How to calculate overall ROI

Post by hasnasadna »

Don't overlook the diverse outcomes that can be gained from your investments
ROI is calculated based solely on the amount of money gained from an investment.

However, the "profit" gained from investment is not just sales revenue. Typical examples of "profit" that do not show up in monetary terms include the brand power of a company or product and customer satisfaction.

Brand power and customer satisfaction do not immediately translate into increased profits, but they can potentially lead to future profits by creating repeat customers and fans of your company or products, and by generating leads to potential customers through word of mouth.

In addition, for companies, activities such as volunteering and SDG initiatives that do not directly generate profits but enhance the company's image and presence are important. If you judge the value of a business only by ROI, you will miss out on many benefits, so be sure to analyze it comprehensively by combining it with various indicators.

Interpretation should be tailored to the investment horizon
While some businesses generate profits in the uk telegram phone number list short term, others require upfront investment and gradually build up profits over a long period of time.

In businesses that require upfront investment and build up profits over the long term, it is difficult to recoup profits immediately after starting the investment.

Therefore, the ROI will be low in the early stages of investment.

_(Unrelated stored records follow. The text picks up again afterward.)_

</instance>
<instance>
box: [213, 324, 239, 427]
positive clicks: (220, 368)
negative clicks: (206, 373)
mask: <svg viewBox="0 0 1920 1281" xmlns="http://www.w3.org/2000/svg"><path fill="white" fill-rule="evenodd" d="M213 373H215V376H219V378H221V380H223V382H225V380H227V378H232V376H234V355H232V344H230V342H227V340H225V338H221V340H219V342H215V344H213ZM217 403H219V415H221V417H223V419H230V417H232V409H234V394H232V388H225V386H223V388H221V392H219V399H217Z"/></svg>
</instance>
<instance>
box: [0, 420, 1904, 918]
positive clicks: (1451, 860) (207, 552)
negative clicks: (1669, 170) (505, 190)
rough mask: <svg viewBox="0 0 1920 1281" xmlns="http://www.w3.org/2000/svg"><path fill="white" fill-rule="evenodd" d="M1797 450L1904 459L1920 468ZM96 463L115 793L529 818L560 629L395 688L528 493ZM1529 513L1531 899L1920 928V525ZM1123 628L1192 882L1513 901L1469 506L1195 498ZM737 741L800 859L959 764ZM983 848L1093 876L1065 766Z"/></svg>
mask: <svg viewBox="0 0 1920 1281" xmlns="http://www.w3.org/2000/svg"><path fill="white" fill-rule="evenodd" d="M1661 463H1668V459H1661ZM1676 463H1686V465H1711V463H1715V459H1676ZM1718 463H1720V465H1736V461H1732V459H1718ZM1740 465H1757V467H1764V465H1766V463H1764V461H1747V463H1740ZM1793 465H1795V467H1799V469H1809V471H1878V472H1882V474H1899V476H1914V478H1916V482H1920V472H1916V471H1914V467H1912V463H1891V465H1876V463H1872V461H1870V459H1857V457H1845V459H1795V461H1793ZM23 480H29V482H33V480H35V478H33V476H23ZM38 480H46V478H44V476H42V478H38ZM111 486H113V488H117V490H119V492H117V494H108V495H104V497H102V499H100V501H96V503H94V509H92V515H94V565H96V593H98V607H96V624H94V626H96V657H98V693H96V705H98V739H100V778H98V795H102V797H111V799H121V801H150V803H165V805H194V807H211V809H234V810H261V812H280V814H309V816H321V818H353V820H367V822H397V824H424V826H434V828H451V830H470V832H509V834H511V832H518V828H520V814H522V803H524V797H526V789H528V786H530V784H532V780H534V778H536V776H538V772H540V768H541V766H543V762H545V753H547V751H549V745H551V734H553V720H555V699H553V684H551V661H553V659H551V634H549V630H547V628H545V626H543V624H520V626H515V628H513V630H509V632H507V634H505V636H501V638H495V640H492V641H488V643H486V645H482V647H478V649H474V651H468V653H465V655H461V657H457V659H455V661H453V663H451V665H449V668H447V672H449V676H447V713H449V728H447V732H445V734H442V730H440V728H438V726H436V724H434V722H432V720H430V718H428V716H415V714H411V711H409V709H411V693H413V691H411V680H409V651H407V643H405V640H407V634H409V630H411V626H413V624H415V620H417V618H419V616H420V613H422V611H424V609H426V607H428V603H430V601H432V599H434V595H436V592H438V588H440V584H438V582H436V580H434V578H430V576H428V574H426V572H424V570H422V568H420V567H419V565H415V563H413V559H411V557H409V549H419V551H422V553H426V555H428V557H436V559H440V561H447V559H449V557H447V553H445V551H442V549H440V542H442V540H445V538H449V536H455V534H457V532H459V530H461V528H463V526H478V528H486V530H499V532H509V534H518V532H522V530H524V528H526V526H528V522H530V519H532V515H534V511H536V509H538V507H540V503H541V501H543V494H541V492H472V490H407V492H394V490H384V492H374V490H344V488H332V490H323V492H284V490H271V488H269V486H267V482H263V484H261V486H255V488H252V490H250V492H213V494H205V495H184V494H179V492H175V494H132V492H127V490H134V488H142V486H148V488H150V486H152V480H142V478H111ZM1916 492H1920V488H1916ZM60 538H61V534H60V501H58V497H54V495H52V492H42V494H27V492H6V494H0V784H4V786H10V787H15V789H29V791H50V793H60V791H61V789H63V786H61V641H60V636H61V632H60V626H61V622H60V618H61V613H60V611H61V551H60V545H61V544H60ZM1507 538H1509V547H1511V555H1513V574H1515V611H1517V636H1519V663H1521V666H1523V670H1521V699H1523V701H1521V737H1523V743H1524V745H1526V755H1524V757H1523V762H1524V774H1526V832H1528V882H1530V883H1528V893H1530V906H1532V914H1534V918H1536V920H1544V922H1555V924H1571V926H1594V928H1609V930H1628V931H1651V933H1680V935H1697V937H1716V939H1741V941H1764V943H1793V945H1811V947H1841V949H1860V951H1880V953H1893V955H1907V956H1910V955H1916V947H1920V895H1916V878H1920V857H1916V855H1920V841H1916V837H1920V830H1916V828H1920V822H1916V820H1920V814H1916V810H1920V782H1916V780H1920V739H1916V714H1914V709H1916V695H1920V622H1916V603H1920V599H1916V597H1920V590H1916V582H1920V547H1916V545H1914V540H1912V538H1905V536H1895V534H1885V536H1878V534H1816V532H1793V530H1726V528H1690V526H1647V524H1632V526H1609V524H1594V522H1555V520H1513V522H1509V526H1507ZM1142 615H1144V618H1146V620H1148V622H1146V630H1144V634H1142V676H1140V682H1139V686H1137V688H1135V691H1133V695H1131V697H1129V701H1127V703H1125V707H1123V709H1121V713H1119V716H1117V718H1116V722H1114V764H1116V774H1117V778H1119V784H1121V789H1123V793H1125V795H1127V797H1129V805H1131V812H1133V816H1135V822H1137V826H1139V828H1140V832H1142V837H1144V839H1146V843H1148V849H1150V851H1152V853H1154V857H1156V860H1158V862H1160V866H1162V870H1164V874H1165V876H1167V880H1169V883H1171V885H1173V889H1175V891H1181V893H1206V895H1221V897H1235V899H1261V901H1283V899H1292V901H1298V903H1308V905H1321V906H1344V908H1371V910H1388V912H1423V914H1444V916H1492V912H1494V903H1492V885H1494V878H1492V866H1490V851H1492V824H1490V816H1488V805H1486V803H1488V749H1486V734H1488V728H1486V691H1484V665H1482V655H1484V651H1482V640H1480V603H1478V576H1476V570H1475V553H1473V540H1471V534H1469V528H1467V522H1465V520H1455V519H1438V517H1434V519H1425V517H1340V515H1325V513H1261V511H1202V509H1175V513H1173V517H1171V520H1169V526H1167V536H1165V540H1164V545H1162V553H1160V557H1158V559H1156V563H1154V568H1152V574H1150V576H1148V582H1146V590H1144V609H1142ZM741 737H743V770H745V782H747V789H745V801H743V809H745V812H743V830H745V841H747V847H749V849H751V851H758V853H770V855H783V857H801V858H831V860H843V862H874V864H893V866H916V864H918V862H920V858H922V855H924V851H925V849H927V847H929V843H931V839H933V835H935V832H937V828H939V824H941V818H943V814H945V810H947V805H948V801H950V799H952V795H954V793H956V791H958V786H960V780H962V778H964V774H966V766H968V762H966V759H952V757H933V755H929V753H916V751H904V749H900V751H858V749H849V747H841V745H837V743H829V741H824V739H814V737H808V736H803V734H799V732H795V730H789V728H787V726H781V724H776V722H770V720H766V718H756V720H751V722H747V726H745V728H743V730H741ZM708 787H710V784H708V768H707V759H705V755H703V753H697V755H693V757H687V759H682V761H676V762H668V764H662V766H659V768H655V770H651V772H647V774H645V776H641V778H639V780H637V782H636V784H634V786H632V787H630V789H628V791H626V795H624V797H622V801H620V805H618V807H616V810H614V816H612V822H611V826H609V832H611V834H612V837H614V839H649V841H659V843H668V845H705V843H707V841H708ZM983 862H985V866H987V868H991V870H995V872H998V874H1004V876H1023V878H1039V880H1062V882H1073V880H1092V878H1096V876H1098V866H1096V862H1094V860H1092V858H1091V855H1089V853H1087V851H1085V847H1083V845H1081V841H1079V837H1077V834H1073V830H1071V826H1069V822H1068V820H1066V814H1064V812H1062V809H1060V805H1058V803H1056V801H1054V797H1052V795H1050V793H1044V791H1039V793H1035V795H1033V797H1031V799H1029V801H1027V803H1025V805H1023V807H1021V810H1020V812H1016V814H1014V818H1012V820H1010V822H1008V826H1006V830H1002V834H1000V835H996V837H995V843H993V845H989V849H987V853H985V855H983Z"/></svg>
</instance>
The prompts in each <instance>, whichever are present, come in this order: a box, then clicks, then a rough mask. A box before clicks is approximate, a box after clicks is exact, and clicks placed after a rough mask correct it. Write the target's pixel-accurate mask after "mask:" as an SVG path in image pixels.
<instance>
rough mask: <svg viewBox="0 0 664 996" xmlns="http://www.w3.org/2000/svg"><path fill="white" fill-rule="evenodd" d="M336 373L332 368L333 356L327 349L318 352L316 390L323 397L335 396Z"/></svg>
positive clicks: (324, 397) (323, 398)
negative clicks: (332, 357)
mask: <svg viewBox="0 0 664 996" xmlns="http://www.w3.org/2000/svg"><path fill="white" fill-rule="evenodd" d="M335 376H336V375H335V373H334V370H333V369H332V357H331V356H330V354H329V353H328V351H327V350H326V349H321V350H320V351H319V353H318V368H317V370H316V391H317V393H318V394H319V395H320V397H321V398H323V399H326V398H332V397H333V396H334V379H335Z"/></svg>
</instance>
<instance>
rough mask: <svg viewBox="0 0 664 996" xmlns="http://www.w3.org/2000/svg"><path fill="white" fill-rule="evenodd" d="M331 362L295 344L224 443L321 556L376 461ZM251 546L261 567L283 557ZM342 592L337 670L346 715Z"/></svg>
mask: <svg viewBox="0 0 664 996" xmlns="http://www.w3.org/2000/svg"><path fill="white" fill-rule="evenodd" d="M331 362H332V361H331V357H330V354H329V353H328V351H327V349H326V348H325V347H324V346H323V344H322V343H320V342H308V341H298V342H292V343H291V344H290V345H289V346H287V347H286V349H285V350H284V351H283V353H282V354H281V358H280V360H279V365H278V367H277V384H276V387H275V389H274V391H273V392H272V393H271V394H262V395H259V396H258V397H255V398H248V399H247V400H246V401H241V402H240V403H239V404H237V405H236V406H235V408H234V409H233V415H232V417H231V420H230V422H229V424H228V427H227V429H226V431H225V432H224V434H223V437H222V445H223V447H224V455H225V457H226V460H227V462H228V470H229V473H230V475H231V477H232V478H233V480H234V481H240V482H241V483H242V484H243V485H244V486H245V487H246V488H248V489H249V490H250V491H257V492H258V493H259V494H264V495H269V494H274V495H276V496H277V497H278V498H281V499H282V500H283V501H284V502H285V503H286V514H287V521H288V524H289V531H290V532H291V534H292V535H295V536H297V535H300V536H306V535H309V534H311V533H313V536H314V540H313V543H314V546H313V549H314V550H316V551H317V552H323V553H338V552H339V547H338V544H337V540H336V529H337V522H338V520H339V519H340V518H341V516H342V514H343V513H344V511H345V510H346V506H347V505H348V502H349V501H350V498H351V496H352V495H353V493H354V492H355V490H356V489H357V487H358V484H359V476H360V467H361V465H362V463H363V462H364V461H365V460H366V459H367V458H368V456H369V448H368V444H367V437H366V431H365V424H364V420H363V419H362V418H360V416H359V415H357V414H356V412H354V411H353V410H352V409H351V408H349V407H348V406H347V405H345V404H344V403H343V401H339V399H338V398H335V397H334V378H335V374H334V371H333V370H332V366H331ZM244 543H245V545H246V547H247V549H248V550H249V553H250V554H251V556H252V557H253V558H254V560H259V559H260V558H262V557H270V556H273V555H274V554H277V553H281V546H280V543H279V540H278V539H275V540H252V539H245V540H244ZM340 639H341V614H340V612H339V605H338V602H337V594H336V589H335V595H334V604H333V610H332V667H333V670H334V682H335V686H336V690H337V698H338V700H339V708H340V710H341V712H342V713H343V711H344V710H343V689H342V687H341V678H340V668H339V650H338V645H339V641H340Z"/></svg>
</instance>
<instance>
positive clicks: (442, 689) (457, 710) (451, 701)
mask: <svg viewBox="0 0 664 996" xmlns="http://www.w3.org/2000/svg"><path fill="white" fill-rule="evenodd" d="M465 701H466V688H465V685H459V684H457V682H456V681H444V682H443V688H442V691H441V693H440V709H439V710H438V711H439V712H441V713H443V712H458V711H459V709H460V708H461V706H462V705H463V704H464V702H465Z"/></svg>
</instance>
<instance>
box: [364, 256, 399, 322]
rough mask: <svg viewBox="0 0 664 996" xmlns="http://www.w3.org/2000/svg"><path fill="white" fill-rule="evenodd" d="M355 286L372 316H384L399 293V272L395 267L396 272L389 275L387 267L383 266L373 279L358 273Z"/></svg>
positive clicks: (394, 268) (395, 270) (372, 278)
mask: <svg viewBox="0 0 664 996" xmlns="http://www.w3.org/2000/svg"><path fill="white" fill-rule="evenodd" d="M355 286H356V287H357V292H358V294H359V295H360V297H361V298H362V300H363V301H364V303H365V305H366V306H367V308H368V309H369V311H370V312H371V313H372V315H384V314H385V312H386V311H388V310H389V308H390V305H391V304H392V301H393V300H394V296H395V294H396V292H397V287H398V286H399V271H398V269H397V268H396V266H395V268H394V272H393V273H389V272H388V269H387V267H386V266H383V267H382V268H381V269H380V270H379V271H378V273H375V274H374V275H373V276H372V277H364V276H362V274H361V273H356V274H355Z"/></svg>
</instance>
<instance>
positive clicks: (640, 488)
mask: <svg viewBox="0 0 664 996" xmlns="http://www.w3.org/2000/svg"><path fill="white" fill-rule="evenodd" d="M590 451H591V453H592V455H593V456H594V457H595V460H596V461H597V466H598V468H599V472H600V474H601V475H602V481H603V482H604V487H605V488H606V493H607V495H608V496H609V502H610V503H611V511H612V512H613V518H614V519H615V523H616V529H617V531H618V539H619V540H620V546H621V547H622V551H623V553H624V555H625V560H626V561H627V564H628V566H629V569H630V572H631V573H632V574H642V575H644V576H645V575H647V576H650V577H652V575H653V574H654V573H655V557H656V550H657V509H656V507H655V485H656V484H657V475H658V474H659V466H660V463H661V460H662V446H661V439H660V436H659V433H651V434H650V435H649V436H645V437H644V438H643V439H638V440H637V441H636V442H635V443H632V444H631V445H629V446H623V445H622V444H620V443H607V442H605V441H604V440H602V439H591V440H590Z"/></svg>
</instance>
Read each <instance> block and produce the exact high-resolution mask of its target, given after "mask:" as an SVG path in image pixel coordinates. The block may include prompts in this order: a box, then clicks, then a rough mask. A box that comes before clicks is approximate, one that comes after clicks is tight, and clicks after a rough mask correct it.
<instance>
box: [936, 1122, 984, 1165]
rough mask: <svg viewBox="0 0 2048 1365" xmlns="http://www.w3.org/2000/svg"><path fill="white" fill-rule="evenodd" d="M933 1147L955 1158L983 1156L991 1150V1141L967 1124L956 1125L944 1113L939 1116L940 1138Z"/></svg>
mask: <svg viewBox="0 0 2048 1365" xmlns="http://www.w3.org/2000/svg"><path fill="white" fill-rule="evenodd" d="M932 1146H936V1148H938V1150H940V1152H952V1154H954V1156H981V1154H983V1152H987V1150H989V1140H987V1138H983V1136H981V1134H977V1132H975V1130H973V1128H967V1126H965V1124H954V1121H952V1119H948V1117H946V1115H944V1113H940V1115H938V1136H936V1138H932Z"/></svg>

Do not immediately conclude that an investment has failed just because the ROI is low at a certain stage, but rather consider it as the midpoint of a long-term business and interpret the ROI as an indicator to understand the current situation by comparing it with short-term, medium-term, and long-term goals within the overall schedule.

There's More Than One Way to Improve ROI
The first way to improve ROI is to increase sales.

However, since ROI looks at the balance between profits and investments, reviewing costs is also a necessary approach to improving ROI.

For example, by narrowing down your target user profile, you can reduce the number of ads you placed in a wide range of media and instead place ads in a more targeted medium... You can do that. Consider measures to reduce investment costs without significantly reducing profits, and aim to increase your ROI in terms of both sales and profits.